In covering the industry during the past year, it’s been rare to find a company – and sometimes even a cannabis news site – that strays very far from the hype, self-congratulation, and fetishism of marijuana insiders and consumers. As a result of this news desert, stories about potentially poisonous vape pens that begged for widespread attention – before vapers got sick – were relegated to niche websites like The Marijuana Times

But the facts speak for themselves. There are few standards. Public authority is scattered, disorganized, and understaffed. There is no comprehensive mechanism or central agency responsible for protecting public health (as opposed to reacting to a crisis). What’s legal or not depends on when and where you happen to be standing. And now that the fast-money crowd has left the party, you can expect a number of underfunded public companies to disappear.

Meanwhile, public officials are speaking in anxious tones, perhaps fearful of being caught on the wrong side of legalization. Although Americans overwhelmingly support it, Sen. John Cornyn (R-TX) recently compared the health claims for cannabis with health claims made a century ago for tobacco. “We’re hearing a lot of the same happy talk with regard to marijuana and none of the facts that we need to understand about the public health impact.”

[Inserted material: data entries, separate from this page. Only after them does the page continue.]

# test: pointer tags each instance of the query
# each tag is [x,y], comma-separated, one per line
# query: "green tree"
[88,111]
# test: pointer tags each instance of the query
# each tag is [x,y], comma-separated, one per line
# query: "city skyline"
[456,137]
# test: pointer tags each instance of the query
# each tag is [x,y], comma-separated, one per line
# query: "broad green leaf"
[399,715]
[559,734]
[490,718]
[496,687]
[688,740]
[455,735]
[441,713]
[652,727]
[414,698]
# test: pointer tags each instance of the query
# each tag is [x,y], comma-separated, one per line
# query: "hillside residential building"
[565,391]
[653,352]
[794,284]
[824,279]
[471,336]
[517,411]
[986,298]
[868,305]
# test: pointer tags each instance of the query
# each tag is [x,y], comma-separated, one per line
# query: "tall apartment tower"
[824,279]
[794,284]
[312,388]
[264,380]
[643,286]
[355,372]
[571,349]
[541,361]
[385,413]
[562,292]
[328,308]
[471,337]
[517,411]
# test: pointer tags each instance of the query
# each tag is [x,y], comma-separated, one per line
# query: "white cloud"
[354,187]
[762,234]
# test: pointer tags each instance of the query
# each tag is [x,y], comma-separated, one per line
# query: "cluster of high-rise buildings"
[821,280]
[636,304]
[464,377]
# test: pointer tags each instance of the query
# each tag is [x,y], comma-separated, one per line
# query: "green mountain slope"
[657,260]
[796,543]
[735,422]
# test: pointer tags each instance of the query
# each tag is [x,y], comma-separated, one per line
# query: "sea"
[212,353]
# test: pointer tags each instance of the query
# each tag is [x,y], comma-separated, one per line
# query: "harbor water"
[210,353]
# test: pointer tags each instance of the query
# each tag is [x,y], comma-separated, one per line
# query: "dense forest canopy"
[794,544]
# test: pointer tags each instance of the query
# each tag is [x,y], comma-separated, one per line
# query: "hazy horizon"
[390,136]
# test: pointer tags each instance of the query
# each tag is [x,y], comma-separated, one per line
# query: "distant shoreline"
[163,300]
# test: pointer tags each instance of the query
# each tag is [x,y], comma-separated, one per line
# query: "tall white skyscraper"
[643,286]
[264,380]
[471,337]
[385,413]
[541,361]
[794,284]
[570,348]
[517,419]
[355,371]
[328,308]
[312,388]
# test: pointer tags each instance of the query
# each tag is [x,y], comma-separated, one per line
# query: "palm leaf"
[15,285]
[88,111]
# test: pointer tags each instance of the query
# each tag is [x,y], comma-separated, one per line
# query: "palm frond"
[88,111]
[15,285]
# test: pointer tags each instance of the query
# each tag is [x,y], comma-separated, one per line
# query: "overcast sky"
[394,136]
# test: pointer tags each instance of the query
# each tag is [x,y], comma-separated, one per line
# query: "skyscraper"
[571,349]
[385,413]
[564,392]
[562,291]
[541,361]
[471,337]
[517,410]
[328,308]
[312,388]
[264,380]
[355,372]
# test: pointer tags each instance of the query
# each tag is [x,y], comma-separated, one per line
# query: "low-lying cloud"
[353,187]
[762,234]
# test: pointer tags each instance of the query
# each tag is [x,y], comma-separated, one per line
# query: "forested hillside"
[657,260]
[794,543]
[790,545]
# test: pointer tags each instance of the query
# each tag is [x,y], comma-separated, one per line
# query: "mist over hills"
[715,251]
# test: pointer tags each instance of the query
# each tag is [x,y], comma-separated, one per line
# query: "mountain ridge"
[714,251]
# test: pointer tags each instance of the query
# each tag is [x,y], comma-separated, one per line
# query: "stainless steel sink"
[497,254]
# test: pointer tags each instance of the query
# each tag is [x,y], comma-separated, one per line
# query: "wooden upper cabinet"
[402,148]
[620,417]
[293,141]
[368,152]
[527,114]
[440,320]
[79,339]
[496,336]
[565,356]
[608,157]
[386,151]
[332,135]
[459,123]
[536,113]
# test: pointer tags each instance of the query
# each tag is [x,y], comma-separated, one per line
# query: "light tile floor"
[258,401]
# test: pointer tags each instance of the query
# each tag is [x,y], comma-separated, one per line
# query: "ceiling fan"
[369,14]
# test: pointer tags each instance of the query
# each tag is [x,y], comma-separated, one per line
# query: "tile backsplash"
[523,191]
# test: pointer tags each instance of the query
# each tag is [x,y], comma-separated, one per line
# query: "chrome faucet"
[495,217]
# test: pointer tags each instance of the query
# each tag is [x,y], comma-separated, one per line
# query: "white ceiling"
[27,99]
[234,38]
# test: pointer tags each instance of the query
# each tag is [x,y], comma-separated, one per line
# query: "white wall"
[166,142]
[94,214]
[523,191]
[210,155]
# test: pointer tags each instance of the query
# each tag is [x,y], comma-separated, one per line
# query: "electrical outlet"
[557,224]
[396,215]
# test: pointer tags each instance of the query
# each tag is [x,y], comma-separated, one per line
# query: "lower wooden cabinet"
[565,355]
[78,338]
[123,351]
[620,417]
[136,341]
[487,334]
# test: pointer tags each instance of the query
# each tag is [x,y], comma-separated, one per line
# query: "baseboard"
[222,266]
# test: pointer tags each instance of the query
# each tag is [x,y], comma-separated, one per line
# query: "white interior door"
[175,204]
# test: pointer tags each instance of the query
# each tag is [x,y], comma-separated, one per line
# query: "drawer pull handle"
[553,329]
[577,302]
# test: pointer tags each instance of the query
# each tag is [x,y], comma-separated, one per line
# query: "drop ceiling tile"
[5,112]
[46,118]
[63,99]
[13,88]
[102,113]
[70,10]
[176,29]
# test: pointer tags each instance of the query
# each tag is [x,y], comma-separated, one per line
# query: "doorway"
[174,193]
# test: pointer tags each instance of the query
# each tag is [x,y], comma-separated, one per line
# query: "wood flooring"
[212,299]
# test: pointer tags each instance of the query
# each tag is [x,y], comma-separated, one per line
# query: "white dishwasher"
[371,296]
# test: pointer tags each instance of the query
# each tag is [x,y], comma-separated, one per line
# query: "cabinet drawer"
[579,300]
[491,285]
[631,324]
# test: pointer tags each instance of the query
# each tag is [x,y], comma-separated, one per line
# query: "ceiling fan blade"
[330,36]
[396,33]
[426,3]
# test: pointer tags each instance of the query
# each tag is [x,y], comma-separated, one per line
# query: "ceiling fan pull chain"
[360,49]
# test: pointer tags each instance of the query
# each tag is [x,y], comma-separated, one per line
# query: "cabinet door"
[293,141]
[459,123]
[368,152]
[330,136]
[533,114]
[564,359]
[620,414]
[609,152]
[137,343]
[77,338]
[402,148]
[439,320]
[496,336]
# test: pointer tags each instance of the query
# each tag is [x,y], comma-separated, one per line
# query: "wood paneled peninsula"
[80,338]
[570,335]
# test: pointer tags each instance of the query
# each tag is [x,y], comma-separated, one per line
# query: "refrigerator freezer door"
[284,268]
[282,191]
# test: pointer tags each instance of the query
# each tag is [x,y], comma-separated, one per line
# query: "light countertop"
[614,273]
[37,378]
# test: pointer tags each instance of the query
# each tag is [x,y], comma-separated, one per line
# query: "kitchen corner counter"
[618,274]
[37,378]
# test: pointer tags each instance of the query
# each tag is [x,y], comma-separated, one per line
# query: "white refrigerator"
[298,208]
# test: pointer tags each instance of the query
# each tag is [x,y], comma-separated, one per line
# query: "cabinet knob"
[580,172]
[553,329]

The vaping epidemic is a jarring and pivotal moment in the development of the cannabis industry, but in retrospect predictable. Dr. Jeffrey Raber, CEO of TheWercShop, which provides technical and other services to the industry, had been warning about cannabis contamination for years. In an interview earlier this year about the problem with vape cartridges, Raber told veteran cannabis writer Mitchell Colbert, “We are all in a running experiment, and we are the subject.”

Other insiders agree and are alarmed by the health risks. Michael Doyle, a partner in Modular Processing Systems, a California-based company that processes, tests, and purifies contaminated cannabis oil, says that effectively all products made from the marijuana plant “are probably contaminated to some degree or another.”

The rise and reconsideration of cannabis today is reminiscent of the patent medicine mania of the late 19th and early 20th centuries, when cocaine was touted as an instant cure for a toothache and opium was sold as a “soother” for infants. Then, as now, the truth had to be learned the hard way.

1 COMMENT

  1. Wow. I never expected yellow journalism from Marijuana Times. – From the article,, Mitchell Colbert says:

    “We are all in a running experiment, and we are the subject.”

    No. We aren’t all in a running experiment. Most marijuana consumers still consume dry flower. There is zero risk with the natural plant. Illegal, contaminated vape cartridges are in no way an indictment of marijuana, and most consumers know it.

    Science and widespread experience have shown marijuana has no significant harms. Hence, the only regulation really needed is to prohibit sales to children and provide basic sanitation, as we do for all produce.

    All the problems and crime now floating around marijuana are 100 percent due to the insane, vicious, fraudulently enacted, counter-productive prohibition.